Buku ini bercerita banyak hal, bukan hanya hafalan sholat delisha, tapi juga pertemuan-pertemuan delisa dengan orang-orang baru, prajurit Salam yang muallaf karena takjub pada keanehan saat dia menemukan Delisa pertama kali, Shopi perawat yang sekilas mengingatkan Delisa pada hadiah kalungnya, banyak lagi. Yang paling memilukan adalah bagaimana kepedihan musibah tsunami Aceh digambarkan dengan begitu menyentuh. Akhir yang bahagia juga tragis pada pertemuan Ummi dan Delisa.

Buku yang menguras banyak air mata, namun terselip makna yang dalam. Hanya dosa kecil yang dilakukan Delisa, namun kata maaf yang belum tersampaikan pada Ummi, menahan ingatannya untuk mampu menghafal bacaan sholatnya. Kala Ummi memaafkannya dalam mimpi, alam semesta seakan membantunya untuk menyelesaikan tugas hafalan shalatnya. Dan Ummi, menunaikan janjinya untuk menghadiahkan Delisa kalung dengan gantungan 'D' untuk Delisa.

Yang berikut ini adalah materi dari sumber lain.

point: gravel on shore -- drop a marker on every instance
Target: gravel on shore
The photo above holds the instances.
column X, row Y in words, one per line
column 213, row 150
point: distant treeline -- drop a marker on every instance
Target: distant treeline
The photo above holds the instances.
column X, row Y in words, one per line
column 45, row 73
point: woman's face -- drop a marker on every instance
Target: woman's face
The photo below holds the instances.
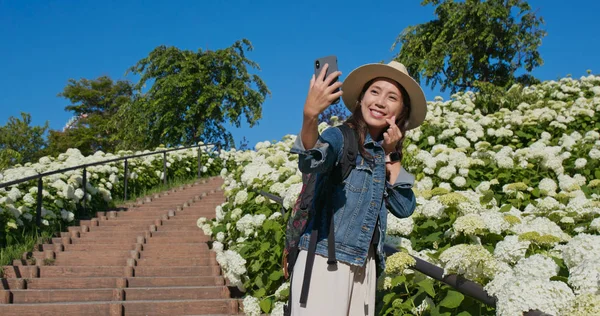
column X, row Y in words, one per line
column 381, row 101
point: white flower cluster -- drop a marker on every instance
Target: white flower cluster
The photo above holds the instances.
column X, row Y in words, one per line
column 233, row 265
column 249, row 223
column 528, row 287
column 65, row 190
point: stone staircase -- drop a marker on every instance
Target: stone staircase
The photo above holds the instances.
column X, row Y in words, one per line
column 151, row 259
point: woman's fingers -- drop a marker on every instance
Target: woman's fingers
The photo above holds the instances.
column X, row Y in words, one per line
column 323, row 72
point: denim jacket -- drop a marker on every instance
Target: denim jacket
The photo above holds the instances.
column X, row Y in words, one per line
column 358, row 203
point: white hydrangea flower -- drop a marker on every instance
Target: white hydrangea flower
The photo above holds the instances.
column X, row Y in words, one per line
column 536, row 266
column 446, row 172
column 399, row 226
column 248, row 223
column 585, row 277
column 284, row 286
column 511, row 250
column 241, row 197
column 580, row 163
column 595, row 224
column 516, row 294
column 470, row 224
column 472, row 261
column 430, row 208
column 580, row 248
column 459, row 181
column 426, row 183
column 431, row 140
column 548, row 186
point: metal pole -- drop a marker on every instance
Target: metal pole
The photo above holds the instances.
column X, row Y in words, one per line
column 165, row 168
column 38, row 213
column 84, row 183
column 125, row 185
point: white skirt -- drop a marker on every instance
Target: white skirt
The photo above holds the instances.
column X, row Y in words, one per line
column 347, row 290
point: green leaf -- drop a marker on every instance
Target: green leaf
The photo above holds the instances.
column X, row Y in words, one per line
column 429, row 223
column 560, row 278
column 398, row 280
column 265, row 304
column 505, row 208
column 452, row 299
column 265, row 246
column 388, row 297
column 275, row 275
column 427, row 286
column 260, row 293
column 487, row 197
column 433, row 237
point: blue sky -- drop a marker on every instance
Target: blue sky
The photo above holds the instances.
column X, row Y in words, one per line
column 45, row 43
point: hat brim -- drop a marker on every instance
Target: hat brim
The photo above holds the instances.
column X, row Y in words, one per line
column 357, row 79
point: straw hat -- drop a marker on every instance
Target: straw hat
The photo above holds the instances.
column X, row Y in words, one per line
column 356, row 80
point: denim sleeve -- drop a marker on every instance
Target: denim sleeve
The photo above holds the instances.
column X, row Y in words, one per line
column 323, row 156
column 401, row 199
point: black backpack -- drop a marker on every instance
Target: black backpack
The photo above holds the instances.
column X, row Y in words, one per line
column 310, row 201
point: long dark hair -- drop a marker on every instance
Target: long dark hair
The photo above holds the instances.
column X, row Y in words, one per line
column 357, row 121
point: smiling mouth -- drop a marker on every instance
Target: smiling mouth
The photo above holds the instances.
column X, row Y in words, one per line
column 376, row 113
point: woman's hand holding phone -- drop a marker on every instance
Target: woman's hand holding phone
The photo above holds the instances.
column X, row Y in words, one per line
column 321, row 92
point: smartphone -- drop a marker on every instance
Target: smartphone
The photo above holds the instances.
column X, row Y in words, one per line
column 333, row 67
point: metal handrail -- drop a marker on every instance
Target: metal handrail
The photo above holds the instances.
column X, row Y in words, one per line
column 464, row 286
column 84, row 180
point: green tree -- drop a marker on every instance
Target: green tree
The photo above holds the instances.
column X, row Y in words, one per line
column 193, row 94
column 95, row 104
column 473, row 44
column 20, row 142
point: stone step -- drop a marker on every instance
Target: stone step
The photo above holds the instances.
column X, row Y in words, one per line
column 57, row 272
column 154, row 254
column 131, row 308
column 116, row 229
column 184, row 247
column 107, row 271
column 84, row 255
column 177, row 271
column 167, row 228
column 124, row 222
column 176, row 262
column 99, row 238
column 92, row 261
column 111, row 282
column 99, row 247
column 164, row 238
column 30, row 296
column 110, row 234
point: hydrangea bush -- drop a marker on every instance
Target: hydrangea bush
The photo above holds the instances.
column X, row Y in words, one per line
column 63, row 193
column 510, row 200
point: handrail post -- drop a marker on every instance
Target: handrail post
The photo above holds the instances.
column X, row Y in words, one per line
column 199, row 163
column 38, row 213
column 84, row 184
column 165, row 168
column 125, row 184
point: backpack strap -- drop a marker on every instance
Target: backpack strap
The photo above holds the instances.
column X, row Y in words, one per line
column 350, row 150
column 338, row 174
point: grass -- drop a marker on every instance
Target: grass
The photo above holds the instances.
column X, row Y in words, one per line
column 27, row 241
column 24, row 244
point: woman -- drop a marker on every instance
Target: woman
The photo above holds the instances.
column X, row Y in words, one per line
column 385, row 102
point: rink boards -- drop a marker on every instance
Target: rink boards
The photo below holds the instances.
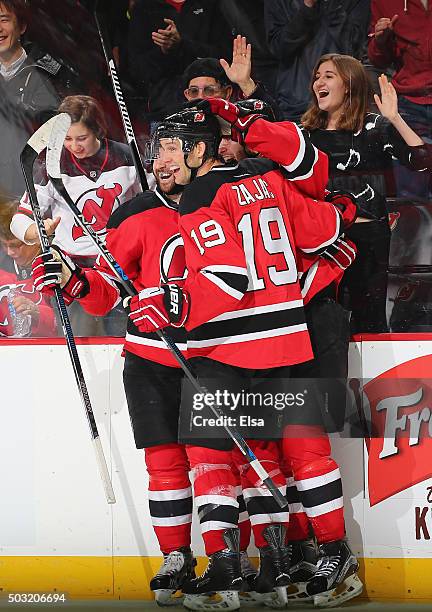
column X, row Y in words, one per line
column 57, row 532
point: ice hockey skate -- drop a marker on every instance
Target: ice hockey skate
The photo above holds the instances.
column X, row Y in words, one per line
column 177, row 567
column 335, row 580
column 304, row 557
column 219, row 586
column 273, row 574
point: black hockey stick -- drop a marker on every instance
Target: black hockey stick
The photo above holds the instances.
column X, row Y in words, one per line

Buku yang sangat layak untuk dibaca,bahkan untuk anak-anak yang sudah gemar membaca buku cerita tebal tanpa gambar. Bisa mengajarkan mereka tentang kasih sayang bersaudara. Bahwa, kadang jika kita berfikir nanti untuk berbuat baik pada saudara kita, tapi sangat mungkin 'nanti' itu tidak akan ada lagi.